# What's Your Favorite Genre?



## weeeeeeeeeeeeeeeeeeeeeeed (Jun 19, 2009)

What's your favorite genre while smoking your................................... I enjoy Reggae and Acid Rock


----------



## CrackerJax (Jun 19, 2009)

Actually....classical.


----------



## weeeeeeeeeeeeeeeeeeeeeeed (Jun 19, 2009)

I can imagine that would be good to listen to I will have to try it sometime.


----------



## zeppelin (Jun 19, 2009)

classic rock
i love listening to music from the 60s and 70s its so chillin and they just know how to rip it


----------



## weeeeeeeeeeeeeeeeeeeeeeed (Jun 19, 2009)

Classic rock like Jimmi Hendrix, Jim Morrison, The Grateful Dead that kind of classic rock


----------



## CrackerJax (Jun 19, 2009)

Try a little Yo Yo Ma cello music...awesome when stoned....

Think Master and Commander soundtrack...


----------



## skiskate (Jun 19, 2009)

Hardcore,Post-hardcore, screamo, metal, rock, alternative, techno, rap.... I do it all haha.


----------



## dahamma (Jun 19, 2009)

metal, and 80's pop when I'm alone, nobody knows though.


----------



## danrasta (Jun 19, 2009)

Reggae and gansta rap


----------



## zeppelin (Jun 20, 2009)

weeeeeeeeeeeeeeeeeeeeeeed said:


> Classic rock like Jimmi Hendrix, Jim Morrison, The Grateful Dead that kind of classic rock


yeah, except i don't listen to grateful dead
but a lot of zeppelin, pink floyd, paul mccartney and wings love them, the who, kansas, bad company, simon and garfunkel, bob dylan...the list goes on
maybe it's not all classic rock but i just love anything from that era


----------



## dew-b (Jun 20, 2009)

weeeeeeeeeeeeeeeeeeeeeeed said:


> What's your favorite genre while smoking your................................... I enjoy Reggae and Acid Rock


 i jam to heavy metal. death metal and bethoven.


----------



## SarcasticHobbes (Jun 20, 2009)

zeppelin said:


> classic rock
> i love listening to music from the 60s and 70s its so chillin and they just know how to rip it


I endorse this post heartily, but I would add 90's music as well.


----------



## motorboater (Jun 20, 2009)

era's of music and classic rock are not genres. just so you guys know...


----------



## Dr. Greenhorn (Jun 20, 2009)

Here comes the friend that no one knows who invited but still always manages to show up...

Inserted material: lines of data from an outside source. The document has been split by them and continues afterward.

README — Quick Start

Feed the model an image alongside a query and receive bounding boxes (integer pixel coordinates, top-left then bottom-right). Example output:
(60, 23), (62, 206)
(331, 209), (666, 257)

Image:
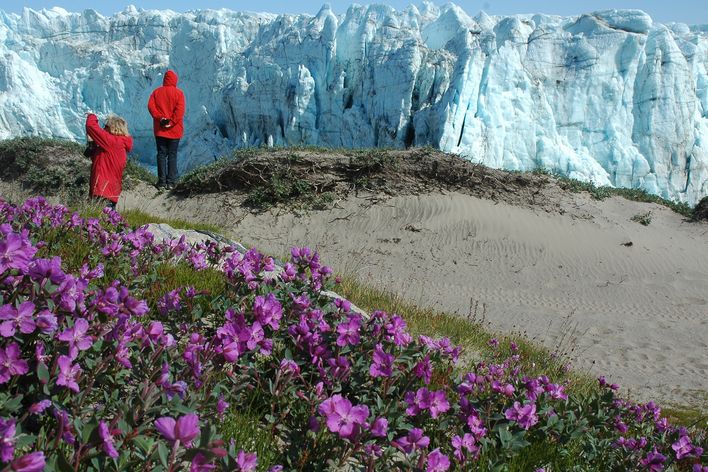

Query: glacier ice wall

(0, 3), (708, 204)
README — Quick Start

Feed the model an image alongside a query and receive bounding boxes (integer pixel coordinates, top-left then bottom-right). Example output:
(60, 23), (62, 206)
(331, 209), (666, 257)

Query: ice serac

(0, 3), (708, 204)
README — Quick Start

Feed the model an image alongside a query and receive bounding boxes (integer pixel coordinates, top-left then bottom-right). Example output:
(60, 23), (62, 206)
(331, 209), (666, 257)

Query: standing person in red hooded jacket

(148, 70), (185, 188)
(86, 113), (133, 209)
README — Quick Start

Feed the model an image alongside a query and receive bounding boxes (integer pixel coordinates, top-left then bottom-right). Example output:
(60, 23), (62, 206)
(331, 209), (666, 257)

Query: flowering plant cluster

(0, 197), (708, 471)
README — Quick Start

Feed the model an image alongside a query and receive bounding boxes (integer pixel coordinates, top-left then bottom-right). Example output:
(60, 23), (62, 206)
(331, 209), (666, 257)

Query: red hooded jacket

(148, 70), (184, 139)
(86, 114), (133, 203)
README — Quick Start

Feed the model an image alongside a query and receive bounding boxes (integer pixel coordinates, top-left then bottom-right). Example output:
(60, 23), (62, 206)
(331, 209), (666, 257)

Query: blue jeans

(155, 136), (179, 187)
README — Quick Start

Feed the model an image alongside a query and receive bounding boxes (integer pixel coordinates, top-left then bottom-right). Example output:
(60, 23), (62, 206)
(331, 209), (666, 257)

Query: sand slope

(122, 184), (708, 409)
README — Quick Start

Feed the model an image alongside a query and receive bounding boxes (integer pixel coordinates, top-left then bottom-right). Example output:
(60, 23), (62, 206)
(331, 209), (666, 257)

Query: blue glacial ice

(0, 3), (708, 204)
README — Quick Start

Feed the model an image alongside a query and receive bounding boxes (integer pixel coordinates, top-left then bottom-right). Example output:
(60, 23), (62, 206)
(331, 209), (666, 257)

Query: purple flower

(0, 418), (15, 462)
(280, 359), (300, 375)
(216, 394), (229, 418)
(187, 251), (209, 271)
(467, 412), (487, 438)
(10, 451), (45, 472)
(391, 428), (430, 454)
(253, 293), (283, 330)
(57, 356), (81, 393)
(504, 402), (538, 429)
(57, 318), (93, 359)
(155, 413), (199, 447)
(28, 256), (65, 285)
(413, 354), (433, 385)
(52, 274), (88, 312)
(34, 310), (58, 334)
(29, 400), (52, 415)
(236, 449), (258, 472)
(369, 343), (395, 377)
(384, 315), (413, 346)
(425, 448), (450, 472)
(640, 448), (666, 472)
(98, 421), (118, 459)
(319, 395), (369, 439)
(404, 387), (430, 416)
(371, 418), (388, 438)
(429, 390), (450, 418)
(546, 384), (568, 400)
(0, 301), (36, 338)
(671, 435), (703, 460)
(337, 316), (361, 347)
(404, 387), (450, 418)
(0, 232), (37, 274)
(0, 342), (29, 384)
(452, 433), (479, 462)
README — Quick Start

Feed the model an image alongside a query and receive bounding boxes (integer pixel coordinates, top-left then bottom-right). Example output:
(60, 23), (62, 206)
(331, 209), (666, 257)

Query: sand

(120, 186), (708, 410)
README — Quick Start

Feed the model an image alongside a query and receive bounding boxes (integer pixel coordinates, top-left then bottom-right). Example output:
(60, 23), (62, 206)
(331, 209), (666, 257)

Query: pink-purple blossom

(371, 418), (388, 438)
(0, 232), (37, 274)
(337, 316), (361, 347)
(319, 395), (369, 439)
(57, 356), (81, 393)
(640, 448), (666, 472)
(425, 448), (450, 472)
(504, 402), (538, 429)
(10, 451), (46, 472)
(236, 450), (258, 472)
(0, 301), (36, 338)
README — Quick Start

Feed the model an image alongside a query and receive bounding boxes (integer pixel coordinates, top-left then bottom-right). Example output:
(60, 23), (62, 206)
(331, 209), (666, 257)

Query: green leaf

(2, 395), (23, 413)
(15, 434), (37, 449)
(81, 417), (98, 443)
(157, 442), (170, 468)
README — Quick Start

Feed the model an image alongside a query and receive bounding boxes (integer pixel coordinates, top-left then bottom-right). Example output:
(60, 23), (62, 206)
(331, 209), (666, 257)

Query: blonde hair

(106, 115), (130, 136)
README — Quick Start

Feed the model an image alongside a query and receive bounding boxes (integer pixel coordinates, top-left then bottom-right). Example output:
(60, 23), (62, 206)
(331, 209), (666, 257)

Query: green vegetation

(631, 211), (651, 226)
(533, 169), (694, 218)
(337, 276), (597, 400)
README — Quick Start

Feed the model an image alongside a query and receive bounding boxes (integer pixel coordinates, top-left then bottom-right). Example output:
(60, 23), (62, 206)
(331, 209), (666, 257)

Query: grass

(337, 276), (597, 395)
(121, 209), (223, 233)
(630, 211), (651, 226)
(533, 169), (694, 218)
(337, 276), (708, 426)
(218, 408), (280, 471)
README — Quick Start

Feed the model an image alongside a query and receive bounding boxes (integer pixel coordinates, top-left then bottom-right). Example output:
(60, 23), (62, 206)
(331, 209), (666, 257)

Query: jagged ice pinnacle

(0, 3), (708, 204)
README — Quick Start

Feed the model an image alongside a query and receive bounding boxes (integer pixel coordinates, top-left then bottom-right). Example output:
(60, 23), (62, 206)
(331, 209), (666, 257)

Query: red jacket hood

(162, 70), (179, 87)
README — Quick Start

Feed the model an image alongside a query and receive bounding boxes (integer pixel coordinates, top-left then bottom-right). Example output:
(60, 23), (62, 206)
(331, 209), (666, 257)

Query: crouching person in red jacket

(148, 70), (185, 188)
(86, 113), (133, 208)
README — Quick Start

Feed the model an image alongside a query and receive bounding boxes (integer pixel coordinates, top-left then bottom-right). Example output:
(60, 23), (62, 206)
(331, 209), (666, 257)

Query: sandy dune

(121, 187), (708, 409)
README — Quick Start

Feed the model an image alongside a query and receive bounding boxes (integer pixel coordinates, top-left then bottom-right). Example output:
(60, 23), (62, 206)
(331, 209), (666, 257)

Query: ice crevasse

(0, 3), (708, 204)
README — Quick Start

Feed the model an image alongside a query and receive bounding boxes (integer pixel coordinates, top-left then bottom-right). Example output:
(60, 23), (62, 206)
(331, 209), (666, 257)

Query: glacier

(0, 2), (708, 204)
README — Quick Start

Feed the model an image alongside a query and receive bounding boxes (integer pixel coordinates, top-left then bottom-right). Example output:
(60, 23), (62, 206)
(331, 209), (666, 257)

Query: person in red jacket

(86, 113), (133, 208)
(148, 70), (185, 188)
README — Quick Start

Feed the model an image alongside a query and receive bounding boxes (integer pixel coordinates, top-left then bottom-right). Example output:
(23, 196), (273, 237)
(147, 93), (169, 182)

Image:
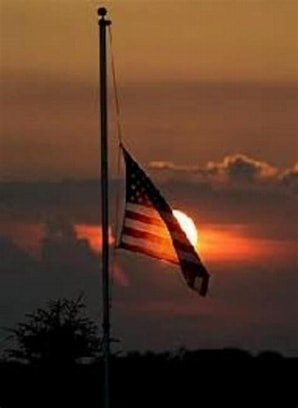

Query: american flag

(118, 145), (209, 296)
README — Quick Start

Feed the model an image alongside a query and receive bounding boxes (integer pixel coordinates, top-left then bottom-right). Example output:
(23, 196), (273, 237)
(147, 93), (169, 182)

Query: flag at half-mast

(118, 145), (209, 296)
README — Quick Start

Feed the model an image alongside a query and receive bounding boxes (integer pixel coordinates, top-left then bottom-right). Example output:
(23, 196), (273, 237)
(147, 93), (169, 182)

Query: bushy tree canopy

(7, 296), (101, 365)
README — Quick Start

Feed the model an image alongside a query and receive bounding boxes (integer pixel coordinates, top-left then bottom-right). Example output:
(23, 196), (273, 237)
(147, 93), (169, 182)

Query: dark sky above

(0, 0), (298, 355)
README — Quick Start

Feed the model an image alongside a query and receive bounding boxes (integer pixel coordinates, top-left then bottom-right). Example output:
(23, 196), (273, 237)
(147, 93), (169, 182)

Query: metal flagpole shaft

(98, 7), (111, 408)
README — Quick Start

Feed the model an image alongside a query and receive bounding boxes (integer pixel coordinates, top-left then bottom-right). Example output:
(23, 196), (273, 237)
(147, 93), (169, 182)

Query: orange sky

(0, 0), (298, 180)
(1, 0), (298, 82)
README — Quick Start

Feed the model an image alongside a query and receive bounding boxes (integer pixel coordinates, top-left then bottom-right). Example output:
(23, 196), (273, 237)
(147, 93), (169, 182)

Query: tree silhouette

(7, 296), (101, 365)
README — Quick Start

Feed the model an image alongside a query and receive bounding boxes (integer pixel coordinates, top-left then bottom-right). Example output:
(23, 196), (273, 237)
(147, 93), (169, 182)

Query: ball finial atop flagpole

(97, 7), (111, 408)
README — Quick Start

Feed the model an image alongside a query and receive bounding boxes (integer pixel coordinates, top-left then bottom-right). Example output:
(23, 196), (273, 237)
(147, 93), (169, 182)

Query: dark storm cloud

(149, 154), (297, 185)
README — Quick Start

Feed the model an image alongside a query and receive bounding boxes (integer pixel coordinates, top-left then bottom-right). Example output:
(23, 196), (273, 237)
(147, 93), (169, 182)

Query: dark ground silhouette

(0, 349), (298, 408)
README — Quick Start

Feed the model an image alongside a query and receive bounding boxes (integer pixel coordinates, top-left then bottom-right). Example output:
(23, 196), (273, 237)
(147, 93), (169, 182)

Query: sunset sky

(0, 0), (298, 355)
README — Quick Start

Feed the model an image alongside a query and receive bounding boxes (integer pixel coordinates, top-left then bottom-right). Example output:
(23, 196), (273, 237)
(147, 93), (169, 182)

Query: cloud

(149, 153), (281, 184)
(280, 163), (298, 194)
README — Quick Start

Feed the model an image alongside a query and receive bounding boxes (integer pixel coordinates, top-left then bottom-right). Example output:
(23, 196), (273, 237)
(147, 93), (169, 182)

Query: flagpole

(98, 7), (111, 408)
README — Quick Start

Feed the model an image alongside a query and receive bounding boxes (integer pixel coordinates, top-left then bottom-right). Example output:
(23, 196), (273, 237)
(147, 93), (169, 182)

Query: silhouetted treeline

(0, 349), (298, 408)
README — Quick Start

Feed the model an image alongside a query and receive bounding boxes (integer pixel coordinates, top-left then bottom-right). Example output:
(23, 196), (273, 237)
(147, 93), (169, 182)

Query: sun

(173, 210), (198, 247)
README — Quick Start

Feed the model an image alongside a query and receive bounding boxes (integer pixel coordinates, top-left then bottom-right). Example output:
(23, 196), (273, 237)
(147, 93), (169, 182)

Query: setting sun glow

(173, 210), (198, 247)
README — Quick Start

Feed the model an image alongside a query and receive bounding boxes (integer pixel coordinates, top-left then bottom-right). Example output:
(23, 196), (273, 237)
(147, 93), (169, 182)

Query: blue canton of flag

(118, 146), (209, 296)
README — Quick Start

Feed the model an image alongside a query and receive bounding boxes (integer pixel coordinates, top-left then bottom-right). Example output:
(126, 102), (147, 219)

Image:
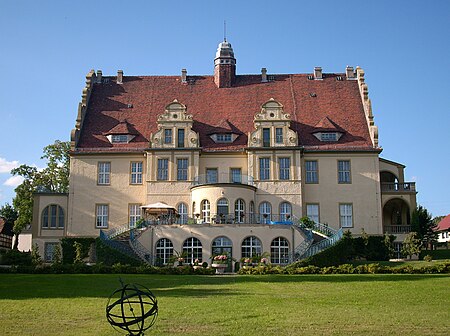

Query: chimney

(261, 68), (267, 83)
(345, 65), (355, 79)
(314, 67), (323, 80)
(117, 70), (123, 84)
(97, 70), (103, 83)
(181, 69), (187, 83)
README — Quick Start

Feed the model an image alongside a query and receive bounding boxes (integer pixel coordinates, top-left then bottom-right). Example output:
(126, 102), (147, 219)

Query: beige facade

(33, 42), (416, 263)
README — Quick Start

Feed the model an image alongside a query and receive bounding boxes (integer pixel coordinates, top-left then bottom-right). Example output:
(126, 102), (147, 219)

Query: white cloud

(0, 158), (19, 174)
(3, 176), (24, 188)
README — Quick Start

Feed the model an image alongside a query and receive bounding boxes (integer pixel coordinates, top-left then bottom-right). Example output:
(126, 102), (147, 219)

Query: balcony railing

(381, 182), (416, 192)
(192, 174), (254, 186)
(383, 225), (411, 234)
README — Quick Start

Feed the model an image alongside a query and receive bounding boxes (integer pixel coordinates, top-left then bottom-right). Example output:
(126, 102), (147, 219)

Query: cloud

(0, 158), (19, 174)
(3, 176), (24, 188)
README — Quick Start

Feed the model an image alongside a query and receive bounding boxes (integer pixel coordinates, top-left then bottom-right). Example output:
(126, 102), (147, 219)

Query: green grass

(0, 274), (450, 336)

Just another reason to donate...... Have a nice day . $$$


----------



## motorboater (Jun 20, 2009)

And yet another statement from a smug Hawaiian who thinks he is witty.

How clever.

Have a nice day, "brah".


----------



## Dr. Greenhorn (Jun 20, 2009)

I got you number bro, face it... Read all you posts, everyone read all his posts, yes .. I am Hawaiian, but you're the one who's smug , not me


----------



## Dr. Greenhorn (Jun 20, 2009)

.... Brah.....


----------



## motorboater (Jun 20, 2009)

Dr. Greenhorn said:


> I got you number bro, face it... Read all you posts, everyone read all his posts, yes .. I am Hawaiian, but you're the one who's smug , not me


Oh Greenhorn just stop. You make yourself look silly.

I suggest you just ignore me since I anger you so much. It's not healthy to be obsessing over an e-persona. 

Again, have a nice day.


----------



## Dr. Greenhorn (Jun 20, 2009)

Don't get all mad at me cause they took away wake and bake.. It wasn't my fault


----------



## Dr. Greenhorn (Jun 20, 2009)

And who's angry ? You gotta learn to read between the lines son


----------



## Dr. Greenhorn (Jun 20, 2009)

Let's make a thread mb... Who's sillier, gh or mb... you'll be butthurt


----------



## briwaller (Jun 20, 2009)

prety much anything is my favorite......depending on my mood at the time. lately,....KMK, lil white, and sublime.


----------



## motorboater (Jun 20, 2009)

Dr. Greenhorn said:


> And who's angry ? You gotta learn to read between the lines son


If I bother you enough for you to follow me through threads, posting your bullshit, then yes, I do think anger has something to do with your thought process.

Now stop, you make yourself look pathetic.


----------



## motorboater (Jun 20, 2009)

Dr. Greenhorn said:


> Let's make a thread mb... Who's sillier, gh or mb... you'll be butthurt


Sir, I honestly couldn't care less about popularity.

Grow up.

Thank you and good day.


----------



## Dr. Greenhorn (Jun 20, 2009)

motorboater said:


> Sir, I honestly couldn't care less about popularity.
> 
> Grow up.
> 
> Thank you and good day.


Dude your lame where's your journal hotshot? Let's see it


----------



## Dr. Greenhorn (Jun 20, 2009)

follow you in threads? Please.. If you go back, I been posting first, then you follow asshole


----------



## Dr. Greenhorn (Jun 20, 2009)

and no, I am not angry , but you sure are an asshole


----------



## motorboater (Jun 20, 2009)

Thank you for proving me right.

I appreciate it.


----------



## davemoney (Jun 20, 2009)

children please...


----------



## Dr. Greenhorn (Jun 20, 2009)

To each, it's own 

You'll get yours, I'll get mine.. they call it karma.


----------



## HIGHFLY (Jun 20, 2009)

OK RASTAMAN AND MAFIAMAN HOW BOUT U JUST SMOKE 2 JOINTS AND FORGET ABOUT IT !!! OH YA reggea all da way


----------



## fdd2blk (Jun 20, 2009)

i can fix it. 


closed


----------